The Rise and Rise of Income Inequality

Published by Irfan Bashir on

Income Inequality

Most of today’s problems don’t spring from lack of wealth; as a matter of fact, global levels of wealth have increased exponentially with the advent of technological advancements. The problem people face today is that of income inequality and wealth inequality. This is evident if we look at the Gross domestic product (GDP) growth of countries over the years. GDP is the total monetary or market value of all the finished goods and services produced within a country’s borders in a specific period. In other words, GDP measures the size of a nation’s economy.

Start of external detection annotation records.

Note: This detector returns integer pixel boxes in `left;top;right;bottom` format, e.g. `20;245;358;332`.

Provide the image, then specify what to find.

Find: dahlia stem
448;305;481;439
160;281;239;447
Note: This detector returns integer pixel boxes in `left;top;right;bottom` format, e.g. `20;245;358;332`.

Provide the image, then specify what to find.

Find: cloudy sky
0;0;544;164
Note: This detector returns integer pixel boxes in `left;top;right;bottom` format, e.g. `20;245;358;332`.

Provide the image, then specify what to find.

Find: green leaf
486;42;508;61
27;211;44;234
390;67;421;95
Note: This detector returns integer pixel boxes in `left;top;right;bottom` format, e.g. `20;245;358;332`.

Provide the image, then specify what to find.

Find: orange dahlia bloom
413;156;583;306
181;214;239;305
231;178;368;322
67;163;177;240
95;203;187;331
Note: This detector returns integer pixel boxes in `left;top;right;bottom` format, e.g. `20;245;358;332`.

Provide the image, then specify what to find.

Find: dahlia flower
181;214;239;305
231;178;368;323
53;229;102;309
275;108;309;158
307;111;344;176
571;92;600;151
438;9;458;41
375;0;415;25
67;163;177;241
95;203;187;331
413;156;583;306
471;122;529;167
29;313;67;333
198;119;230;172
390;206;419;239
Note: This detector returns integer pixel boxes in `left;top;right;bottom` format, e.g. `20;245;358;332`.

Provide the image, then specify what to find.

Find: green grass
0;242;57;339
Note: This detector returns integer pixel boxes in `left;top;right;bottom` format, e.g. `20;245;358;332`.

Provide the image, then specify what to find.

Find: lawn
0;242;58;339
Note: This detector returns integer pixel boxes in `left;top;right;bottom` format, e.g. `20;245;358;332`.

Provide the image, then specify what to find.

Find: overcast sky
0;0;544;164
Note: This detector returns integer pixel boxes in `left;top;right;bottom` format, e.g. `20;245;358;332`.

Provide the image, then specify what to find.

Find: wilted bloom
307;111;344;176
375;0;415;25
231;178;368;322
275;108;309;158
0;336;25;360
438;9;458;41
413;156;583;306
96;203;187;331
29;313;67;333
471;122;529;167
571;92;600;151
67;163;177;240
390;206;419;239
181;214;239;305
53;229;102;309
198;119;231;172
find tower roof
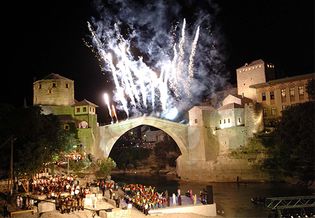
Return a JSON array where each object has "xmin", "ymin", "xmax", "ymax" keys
[
  {"xmin": 218, "ymin": 103, "xmax": 244, "ymax": 111},
  {"xmin": 43, "ymin": 73, "xmax": 71, "ymax": 80},
  {"xmin": 249, "ymin": 73, "xmax": 315, "ymax": 89},
  {"xmin": 74, "ymin": 99, "xmax": 98, "ymax": 107}
]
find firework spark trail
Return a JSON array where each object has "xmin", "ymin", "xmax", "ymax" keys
[
  {"xmin": 188, "ymin": 26, "xmax": 199, "ymax": 93},
  {"xmin": 105, "ymin": 53, "xmax": 129, "ymax": 117},
  {"xmin": 103, "ymin": 93, "xmax": 113, "ymax": 123},
  {"xmin": 175, "ymin": 19, "xmax": 188, "ymax": 96},
  {"xmin": 112, "ymin": 104, "xmax": 119, "ymax": 123},
  {"xmin": 88, "ymin": 19, "xmax": 204, "ymax": 120}
]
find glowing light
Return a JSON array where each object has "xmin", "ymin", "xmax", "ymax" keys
[
  {"xmin": 88, "ymin": 19, "xmax": 199, "ymax": 120},
  {"xmin": 103, "ymin": 93, "xmax": 114, "ymax": 123},
  {"xmin": 112, "ymin": 105, "xmax": 119, "ymax": 123},
  {"xmin": 163, "ymin": 108, "xmax": 178, "ymax": 120}
]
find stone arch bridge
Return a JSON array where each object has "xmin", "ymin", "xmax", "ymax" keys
[{"xmin": 98, "ymin": 116, "xmax": 218, "ymax": 179}]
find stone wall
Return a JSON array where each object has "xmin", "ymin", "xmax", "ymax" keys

Fig-1- Global GDP per Capita.

When we look at GDP per capita (which is calculated by dividing the GDP of a nation by its population) over the years, we see a positive trend that indicates the wealth of nations has significantly increased. But such a representation can be misleading. One, GDP does not take into account the skewed wealth distribution. For instance, in India, 73% of the wealth generated in 2017 went to the wealthiest 1%. Second, the well-being of a nation and its people cannot be judged solely by the amount of wealth they have, and that’s why many economists disagree on whether GDP is the correct measure of a country’s welfare. Thus, depending solely on the patterns of wealth distribution to assess a nation’s development isn’t accurate.

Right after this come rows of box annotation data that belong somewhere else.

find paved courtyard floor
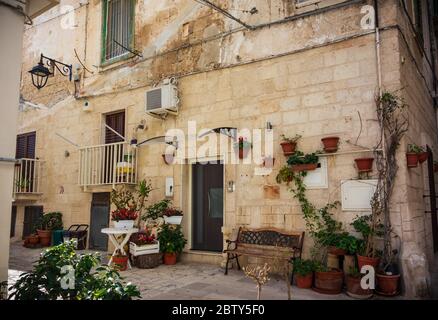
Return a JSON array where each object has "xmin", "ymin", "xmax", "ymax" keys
[{"xmin": 5, "ymin": 242, "xmax": 406, "ymax": 300}]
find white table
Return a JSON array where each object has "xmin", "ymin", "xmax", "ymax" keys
[{"xmin": 101, "ymin": 228, "xmax": 138, "ymax": 269}]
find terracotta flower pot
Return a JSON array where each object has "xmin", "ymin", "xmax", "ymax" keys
[
  {"xmin": 313, "ymin": 269, "xmax": 344, "ymax": 294},
  {"xmin": 321, "ymin": 137, "xmax": 339, "ymax": 153},
  {"xmin": 354, "ymin": 158, "xmax": 374, "ymax": 172},
  {"xmin": 418, "ymin": 151, "xmax": 429, "ymax": 163},
  {"xmin": 295, "ymin": 273, "xmax": 313, "ymax": 289},
  {"xmin": 163, "ymin": 252, "xmax": 176, "ymax": 266},
  {"xmin": 357, "ymin": 255, "xmax": 380, "ymax": 271},
  {"xmin": 113, "ymin": 256, "xmax": 128, "ymax": 271},
  {"xmin": 345, "ymin": 275, "xmax": 373, "ymax": 299},
  {"xmin": 406, "ymin": 153, "xmax": 418, "ymax": 168},
  {"xmin": 376, "ymin": 274, "xmax": 400, "ymax": 296},
  {"xmin": 37, "ymin": 230, "xmax": 52, "ymax": 247},
  {"xmin": 291, "ymin": 163, "xmax": 318, "ymax": 172},
  {"xmin": 280, "ymin": 141, "xmax": 297, "ymax": 156}
]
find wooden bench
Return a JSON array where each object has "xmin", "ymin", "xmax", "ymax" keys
[{"xmin": 224, "ymin": 227, "xmax": 304, "ymax": 283}]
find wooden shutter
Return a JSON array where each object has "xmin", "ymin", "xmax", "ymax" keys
[
  {"xmin": 15, "ymin": 132, "xmax": 36, "ymax": 159},
  {"xmin": 105, "ymin": 111, "xmax": 125, "ymax": 144}
]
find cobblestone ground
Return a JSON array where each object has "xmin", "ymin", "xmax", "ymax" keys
[{"xmin": 9, "ymin": 243, "xmax": 356, "ymax": 300}]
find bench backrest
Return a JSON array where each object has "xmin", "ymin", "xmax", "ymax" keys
[{"xmin": 236, "ymin": 227, "xmax": 304, "ymax": 250}]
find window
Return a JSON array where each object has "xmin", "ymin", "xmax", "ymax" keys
[{"xmin": 102, "ymin": 0, "xmax": 135, "ymax": 63}]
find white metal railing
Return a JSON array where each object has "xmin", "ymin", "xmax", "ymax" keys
[
  {"xmin": 13, "ymin": 158, "xmax": 43, "ymax": 194},
  {"xmin": 78, "ymin": 142, "xmax": 137, "ymax": 187}
]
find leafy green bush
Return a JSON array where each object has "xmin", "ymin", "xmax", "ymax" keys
[
  {"xmin": 9, "ymin": 242, "xmax": 140, "ymax": 300},
  {"xmin": 158, "ymin": 224, "xmax": 187, "ymax": 253}
]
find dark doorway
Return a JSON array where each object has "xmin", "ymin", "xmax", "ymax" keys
[
  {"xmin": 102, "ymin": 111, "xmax": 125, "ymax": 183},
  {"xmin": 192, "ymin": 163, "xmax": 224, "ymax": 252},
  {"xmin": 89, "ymin": 192, "xmax": 110, "ymax": 251},
  {"xmin": 427, "ymin": 146, "xmax": 438, "ymax": 252},
  {"xmin": 10, "ymin": 206, "xmax": 17, "ymax": 238},
  {"xmin": 23, "ymin": 206, "xmax": 44, "ymax": 238}
]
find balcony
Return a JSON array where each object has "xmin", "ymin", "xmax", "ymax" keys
[
  {"xmin": 13, "ymin": 159, "xmax": 43, "ymax": 201},
  {"xmin": 78, "ymin": 142, "xmax": 137, "ymax": 189}
]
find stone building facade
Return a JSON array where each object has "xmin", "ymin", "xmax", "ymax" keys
[{"xmin": 13, "ymin": 0, "xmax": 438, "ymax": 296}]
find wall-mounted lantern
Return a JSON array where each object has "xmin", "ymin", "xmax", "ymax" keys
[{"xmin": 29, "ymin": 54, "xmax": 72, "ymax": 90}]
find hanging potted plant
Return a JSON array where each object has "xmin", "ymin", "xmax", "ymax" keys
[
  {"xmin": 280, "ymin": 134, "xmax": 301, "ymax": 156},
  {"xmin": 287, "ymin": 151, "xmax": 319, "ymax": 172},
  {"xmin": 111, "ymin": 208, "xmax": 138, "ymax": 230},
  {"xmin": 321, "ymin": 137, "xmax": 339, "ymax": 153},
  {"xmin": 406, "ymin": 143, "xmax": 424, "ymax": 168},
  {"xmin": 351, "ymin": 215, "xmax": 383, "ymax": 270},
  {"xmin": 158, "ymin": 224, "xmax": 187, "ymax": 265},
  {"xmin": 112, "ymin": 250, "xmax": 128, "ymax": 271},
  {"xmin": 163, "ymin": 208, "xmax": 183, "ymax": 225},
  {"xmin": 234, "ymin": 137, "xmax": 252, "ymax": 159},
  {"xmin": 293, "ymin": 259, "xmax": 315, "ymax": 289},
  {"xmin": 354, "ymin": 158, "xmax": 374, "ymax": 173}
]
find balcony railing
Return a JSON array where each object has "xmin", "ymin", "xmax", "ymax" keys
[
  {"xmin": 78, "ymin": 142, "xmax": 137, "ymax": 188},
  {"xmin": 13, "ymin": 159, "xmax": 43, "ymax": 194}
]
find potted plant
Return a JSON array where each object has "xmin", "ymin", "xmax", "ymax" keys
[
  {"xmin": 351, "ymin": 215, "xmax": 382, "ymax": 271},
  {"xmin": 280, "ymin": 134, "xmax": 301, "ymax": 156},
  {"xmin": 313, "ymin": 263, "xmax": 344, "ymax": 294},
  {"xmin": 376, "ymin": 250, "xmax": 400, "ymax": 296},
  {"xmin": 287, "ymin": 151, "xmax": 319, "ymax": 172},
  {"xmin": 293, "ymin": 259, "xmax": 315, "ymax": 289},
  {"xmin": 112, "ymin": 250, "xmax": 128, "ymax": 271},
  {"xmin": 111, "ymin": 208, "xmax": 138, "ymax": 230},
  {"xmin": 345, "ymin": 267, "xmax": 373, "ymax": 299},
  {"xmin": 158, "ymin": 224, "xmax": 187, "ymax": 265},
  {"xmin": 234, "ymin": 137, "xmax": 252, "ymax": 159},
  {"xmin": 37, "ymin": 212, "xmax": 63, "ymax": 247},
  {"xmin": 406, "ymin": 143, "xmax": 424, "ymax": 168},
  {"xmin": 354, "ymin": 158, "xmax": 374, "ymax": 173},
  {"xmin": 163, "ymin": 208, "xmax": 183, "ymax": 224},
  {"xmin": 321, "ymin": 137, "xmax": 339, "ymax": 153}
]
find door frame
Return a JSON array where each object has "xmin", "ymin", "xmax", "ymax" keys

An alternate indicator of assessing a country’s development is the Human Development Index, a combination of the life expectancy, the literacy rate, and the purchasing power parity (the financial ability to buy products and services) of a nation’s citizens. In 2019, India was ranked 129th out of 189 countries with an HDI score of 0.647. Norway claimed 1st place with an HDI score of 0.954 and Niger came last at 189th place with an HDI score of 0.377. 

Fig-2- GDP and HDI Comparison.

The above graph shows the GDP ranking of a country vs. the HDI ranking. It shows how countries with a high GDP can have a bad Human Development Index score. For example, if we look at a country like the USA, it ranks No.1 in the world in terms of GDP but ranks 15th for HDI. India, which has an HDI rank of 129th out of 189 countries, ranks 7th globally in terms of GDP.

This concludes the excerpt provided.